France culture 29 septembre 2012, jeudi 11 octobre 2012

Shlomo Sand répond à Alain Finkielkraut et Maurice Kriegel

 

On connaît la thèse d’Alain Fin­kiel­kraut, par­tagée par son invité Maurice Kriegel, sur le rapport entre sio­nisme et judaïsme. Ce dernier ne serait que la conti­nuation, sous la forme d’une trans­for­mation, d’une tra­dition pré­exis­tante remontant à plu­sieurs millénaires.

 

On ne s’étonnera donc pas que l’intellectuel démarre l’entretien par un rappel de l’hymne israélien : « Notre espoir n’est pas encore perdu, cet espoir vieux de 2000 ans, de vivre en peuple libre sur cette terre, terre de Sion et de Jérusalem. »

 

Le mot « invention » utilisé par Shlomo Sand aussi bien dans Comment le peuple juif fut inventé, que dans Comment la terre d’Israël fut inventée, bru­talise, poursuit Alain Fin­kiel­kraut, « une cer­taine assi­duité, une cer­taine fidélité de la mémoire ». En illus­tration de cette mémoire, il rap­pelle les paroles du verset 5 du Psaume 137 : « Si je t’oublie, Jéru­salem, que ma droite s’oublie, que ma langue s’attache à mon palais […] » Il convoque aussi le poète juif du siècle d’or espagnol, Judas Alevi : « Mon coeur est en Orient, mon corps en extrême-Orient. »

 

Puis il poursuit, disant de cette « nos­talgie » qu’elle a pris une forme poli­tique avec le roman­tisme européen, lequel ne serait pas une invention, « les juifs ayant traduit dans la langue du prin­temps des peuples quelque chose de bien anté­rieur ». À l’appui de sa démons­tration, il convoque également Jean-Jacques Rousseau, lequel défi­nissait les juifs comme une nation, puis cite le phi­lo­sophe allemand Peter Slo­terdijk, com­mentant Jakob Taubes : « Les juifs ont eu la vocation d’enseigner aux autres l’art d’être un peuple, c’est-à-dire, de for­muler un principe de cohé­rence spi­ri­tuelle qui serait phy­si­quement ancré dans une généa­logie bio­lo­gique (1), mais consti­tuerait en même temps la pro­pa­gation d’une spi­ri­tualité par un pro­cessus géné­ra­tionnel passant de mère en fille et de père en fils. »


Alain Fin­kiel­kraut a ensuite recours à un argument d’ordre socio­lo­gique, celui d’un constat, à savoir que la sécu­la­ri­sation n’aurait en fait jamais empêché les juifs de se sentir juifs malgré l’absence de pra­tique reli­gieuse.
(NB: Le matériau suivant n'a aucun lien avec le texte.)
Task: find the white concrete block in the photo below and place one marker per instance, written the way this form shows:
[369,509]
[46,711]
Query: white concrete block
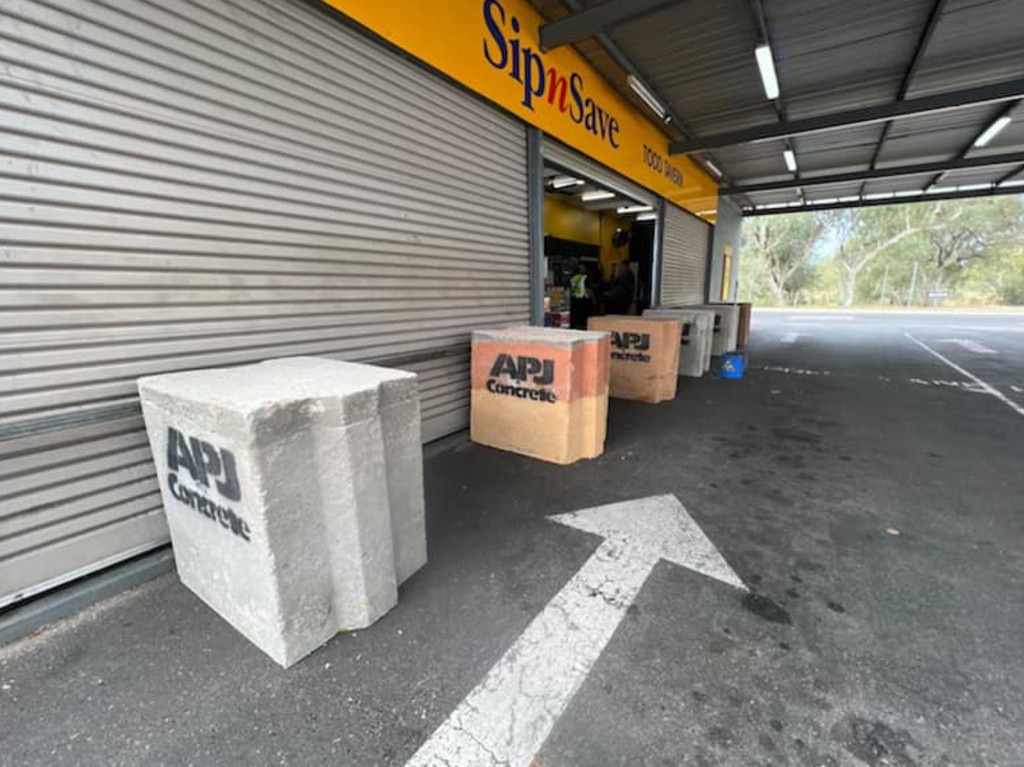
[275,482]
[694,357]
[399,415]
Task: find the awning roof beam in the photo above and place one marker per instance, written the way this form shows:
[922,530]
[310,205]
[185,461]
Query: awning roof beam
[866,175]
[1000,91]
[992,192]
[592,20]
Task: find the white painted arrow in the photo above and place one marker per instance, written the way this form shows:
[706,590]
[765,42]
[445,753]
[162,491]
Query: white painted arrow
[507,718]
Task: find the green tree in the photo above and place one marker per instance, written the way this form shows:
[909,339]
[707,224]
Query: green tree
[778,251]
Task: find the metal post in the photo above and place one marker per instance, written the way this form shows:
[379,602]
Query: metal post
[535,215]
[913,282]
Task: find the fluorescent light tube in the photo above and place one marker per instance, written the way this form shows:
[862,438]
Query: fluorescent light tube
[646,96]
[992,130]
[767,68]
[561,182]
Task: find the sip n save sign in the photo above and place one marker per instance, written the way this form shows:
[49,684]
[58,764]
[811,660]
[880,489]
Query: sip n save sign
[493,47]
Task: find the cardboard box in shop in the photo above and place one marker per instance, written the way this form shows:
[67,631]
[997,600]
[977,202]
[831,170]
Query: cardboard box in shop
[541,392]
[644,356]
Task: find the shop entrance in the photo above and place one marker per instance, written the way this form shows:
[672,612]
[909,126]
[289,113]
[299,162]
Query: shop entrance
[598,249]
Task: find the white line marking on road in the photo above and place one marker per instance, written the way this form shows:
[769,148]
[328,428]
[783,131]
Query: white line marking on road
[970,345]
[964,385]
[821,317]
[507,718]
[794,371]
[989,389]
[986,328]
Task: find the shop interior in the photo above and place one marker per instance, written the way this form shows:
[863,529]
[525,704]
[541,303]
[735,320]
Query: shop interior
[589,229]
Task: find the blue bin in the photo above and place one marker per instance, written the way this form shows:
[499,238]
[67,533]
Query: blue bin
[732,366]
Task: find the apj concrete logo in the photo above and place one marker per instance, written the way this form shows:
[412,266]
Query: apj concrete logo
[562,91]
[204,463]
[522,370]
[630,347]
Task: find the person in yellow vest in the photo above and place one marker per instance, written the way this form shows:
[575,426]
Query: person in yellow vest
[580,298]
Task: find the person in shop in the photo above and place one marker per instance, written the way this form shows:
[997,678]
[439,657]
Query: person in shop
[623,288]
[581,296]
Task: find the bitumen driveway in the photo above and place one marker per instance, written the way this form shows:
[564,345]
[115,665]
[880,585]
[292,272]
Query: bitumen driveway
[865,480]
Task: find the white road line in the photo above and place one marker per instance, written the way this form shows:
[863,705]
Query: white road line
[970,345]
[987,388]
[507,718]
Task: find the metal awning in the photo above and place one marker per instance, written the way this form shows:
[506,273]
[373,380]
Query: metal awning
[880,100]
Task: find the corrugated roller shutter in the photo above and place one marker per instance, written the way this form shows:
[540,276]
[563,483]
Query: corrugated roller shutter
[192,184]
[684,258]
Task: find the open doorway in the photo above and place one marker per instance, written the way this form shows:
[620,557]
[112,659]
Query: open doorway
[598,249]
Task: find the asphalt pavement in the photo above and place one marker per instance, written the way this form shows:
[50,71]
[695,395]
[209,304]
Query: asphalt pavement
[863,479]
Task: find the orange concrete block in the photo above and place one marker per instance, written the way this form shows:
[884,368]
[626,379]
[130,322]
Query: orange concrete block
[541,391]
[643,356]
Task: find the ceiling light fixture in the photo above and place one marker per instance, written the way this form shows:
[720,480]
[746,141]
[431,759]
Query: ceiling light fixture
[646,96]
[992,130]
[767,68]
[562,182]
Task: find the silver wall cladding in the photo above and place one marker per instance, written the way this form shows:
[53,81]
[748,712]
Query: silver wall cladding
[684,258]
[193,184]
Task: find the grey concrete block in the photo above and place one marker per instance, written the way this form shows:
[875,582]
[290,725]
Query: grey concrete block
[281,495]
[726,326]
[399,416]
[694,357]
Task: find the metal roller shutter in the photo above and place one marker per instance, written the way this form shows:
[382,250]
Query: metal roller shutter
[684,258]
[203,183]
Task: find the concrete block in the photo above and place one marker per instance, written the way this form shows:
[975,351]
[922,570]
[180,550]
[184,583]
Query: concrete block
[730,327]
[698,325]
[399,417]
[726,326]
[279,494]
[644,356]
[743,334]
[541,391]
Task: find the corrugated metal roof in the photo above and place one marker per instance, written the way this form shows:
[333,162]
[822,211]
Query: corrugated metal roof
[698,56]
[830,55]
[885,185]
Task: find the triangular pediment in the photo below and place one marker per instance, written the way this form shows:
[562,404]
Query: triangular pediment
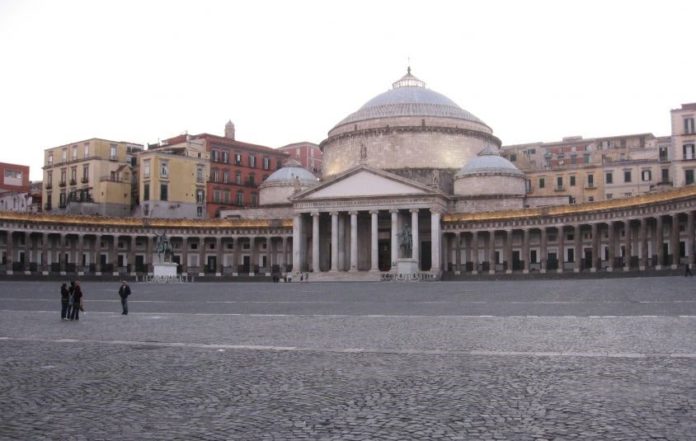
[365,182]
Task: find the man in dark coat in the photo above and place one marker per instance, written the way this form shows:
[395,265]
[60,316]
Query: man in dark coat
[124,292]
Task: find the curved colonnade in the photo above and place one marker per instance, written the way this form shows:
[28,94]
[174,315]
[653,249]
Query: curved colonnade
[649,232]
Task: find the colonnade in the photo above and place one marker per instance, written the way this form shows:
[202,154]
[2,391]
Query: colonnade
[334,240]
[62,252]
[644,242]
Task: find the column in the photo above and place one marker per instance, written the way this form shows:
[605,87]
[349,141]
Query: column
[315,242]
[675,241]
[218,257]
[201,255]
[353,241]
[394,238]
[525,251]
[543,251]
[184,255]
[80,253]
[561,249]
[643,245]
[508,251]
[658,242]
[334,241]
[296,243]
[415,236]
[611,246]
[577,236]
[491,252]
[628,245]
[269,255]
[282,262]
[435,241]
[474,252]
[44,253]
[595,248]
[374,241]
[690,238]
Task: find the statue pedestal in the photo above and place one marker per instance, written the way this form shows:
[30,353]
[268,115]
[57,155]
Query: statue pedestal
[165,269]
[406,266]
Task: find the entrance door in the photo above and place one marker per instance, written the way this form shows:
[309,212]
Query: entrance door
[211,267]
[384,255]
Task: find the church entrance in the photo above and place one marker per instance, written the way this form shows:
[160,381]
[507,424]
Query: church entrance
[384,259]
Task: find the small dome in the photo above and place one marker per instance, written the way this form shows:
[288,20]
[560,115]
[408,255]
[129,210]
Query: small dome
[489,162]
[409,97]
[291,171]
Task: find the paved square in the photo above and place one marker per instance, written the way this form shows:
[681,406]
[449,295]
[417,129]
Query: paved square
[611,359]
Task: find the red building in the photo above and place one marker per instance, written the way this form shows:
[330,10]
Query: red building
[14,177]
[307,154]
[236,169]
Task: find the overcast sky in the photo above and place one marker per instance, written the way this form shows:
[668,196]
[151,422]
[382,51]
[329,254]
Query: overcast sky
[288,71]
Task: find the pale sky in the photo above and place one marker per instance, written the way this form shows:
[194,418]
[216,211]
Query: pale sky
[288,71]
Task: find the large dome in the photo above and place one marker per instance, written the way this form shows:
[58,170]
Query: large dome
[409,97]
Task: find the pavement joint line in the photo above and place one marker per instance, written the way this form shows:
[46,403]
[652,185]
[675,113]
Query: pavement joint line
[566,354]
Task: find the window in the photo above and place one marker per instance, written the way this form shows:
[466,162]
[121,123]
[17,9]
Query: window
[689,125]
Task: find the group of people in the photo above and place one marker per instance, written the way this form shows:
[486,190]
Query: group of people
[72,299]
[71,302]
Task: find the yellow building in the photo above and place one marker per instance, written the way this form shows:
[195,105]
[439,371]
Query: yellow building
[94,176]
[172,180]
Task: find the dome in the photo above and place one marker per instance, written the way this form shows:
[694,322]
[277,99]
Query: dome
[409,97]
[489,162]
[289,172]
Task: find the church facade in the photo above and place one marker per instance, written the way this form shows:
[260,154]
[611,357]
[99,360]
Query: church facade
[411,184]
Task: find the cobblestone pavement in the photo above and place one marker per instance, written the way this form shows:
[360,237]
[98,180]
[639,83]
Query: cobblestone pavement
[207,369]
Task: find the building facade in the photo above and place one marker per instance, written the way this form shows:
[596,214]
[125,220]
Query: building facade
[94,176]
[308,154]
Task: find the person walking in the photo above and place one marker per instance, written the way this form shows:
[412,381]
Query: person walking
[124,292]
[77,302]
[64,298]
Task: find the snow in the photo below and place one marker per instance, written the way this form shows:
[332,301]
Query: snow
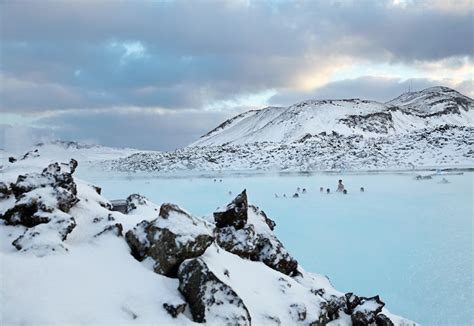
[430,108]
[97,280]
[95,283]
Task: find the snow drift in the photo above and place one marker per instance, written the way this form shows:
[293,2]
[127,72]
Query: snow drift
[75,265]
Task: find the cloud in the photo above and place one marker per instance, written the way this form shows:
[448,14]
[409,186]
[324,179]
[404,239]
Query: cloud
[168,71]
[134,127]
[375,88]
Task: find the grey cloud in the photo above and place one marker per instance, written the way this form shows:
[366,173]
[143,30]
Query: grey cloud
[367,87]
[197,54]
[138,129]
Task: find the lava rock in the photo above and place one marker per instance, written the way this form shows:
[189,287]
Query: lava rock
[169,240]
[382,320]
[115,229]
[174,309]
[209,299]
[133,201]
[242,242]
[5,190]
[234,214]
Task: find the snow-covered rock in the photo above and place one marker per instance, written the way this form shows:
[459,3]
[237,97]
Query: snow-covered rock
[169,239]
[186,276]
[209,298]
[444,146]
[252,237]
[429,108]
[42,201]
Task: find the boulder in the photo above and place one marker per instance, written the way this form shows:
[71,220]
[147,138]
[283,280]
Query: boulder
[5,190]
[234,214]
[42,203]
[114,229]
[362,311]
[254,239]
[242,242]
[174,309]
[382,320]
[169,239]
[210,299]
[134,201]
[48,237]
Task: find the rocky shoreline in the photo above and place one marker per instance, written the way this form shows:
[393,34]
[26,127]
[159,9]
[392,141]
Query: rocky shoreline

Contre Shlomo Sand qui voit dans les nations des construc­tions, il invoque un pro­cessus de démo­cra­ti­sation pro­gressif, prenant en compte, dans un continuum le peuple et ses com­po­sants, et de citer à cet égard Mickael Walzer : « Dès que l’on convoque le peuple, il arrive organisé en tribus, avec chacune sa langue, sa mémoire, ses cou­tumes, ses croyances. Il est impos­sible de leur faire droit au sein de l’ordre ancien. » Shlomo Sand ferait donc l’erreur de faire l’économie de ces éléments consti­tutifs du peuple.

 

Alain Fin­kiel­kraut observe la même posture quand Shlomo Sand affirme qu’il existe une culture israé­lienne, mais pas de culture juive mon­diale : « On ne peut arracher, dit-il, la lit­té­rature israé­lienne à ses racines. Des auteurs comme Shaï Agnon, Aharon Appelfeld (2) ou Amos Oz font le pont entre le judaïsme et Israël. »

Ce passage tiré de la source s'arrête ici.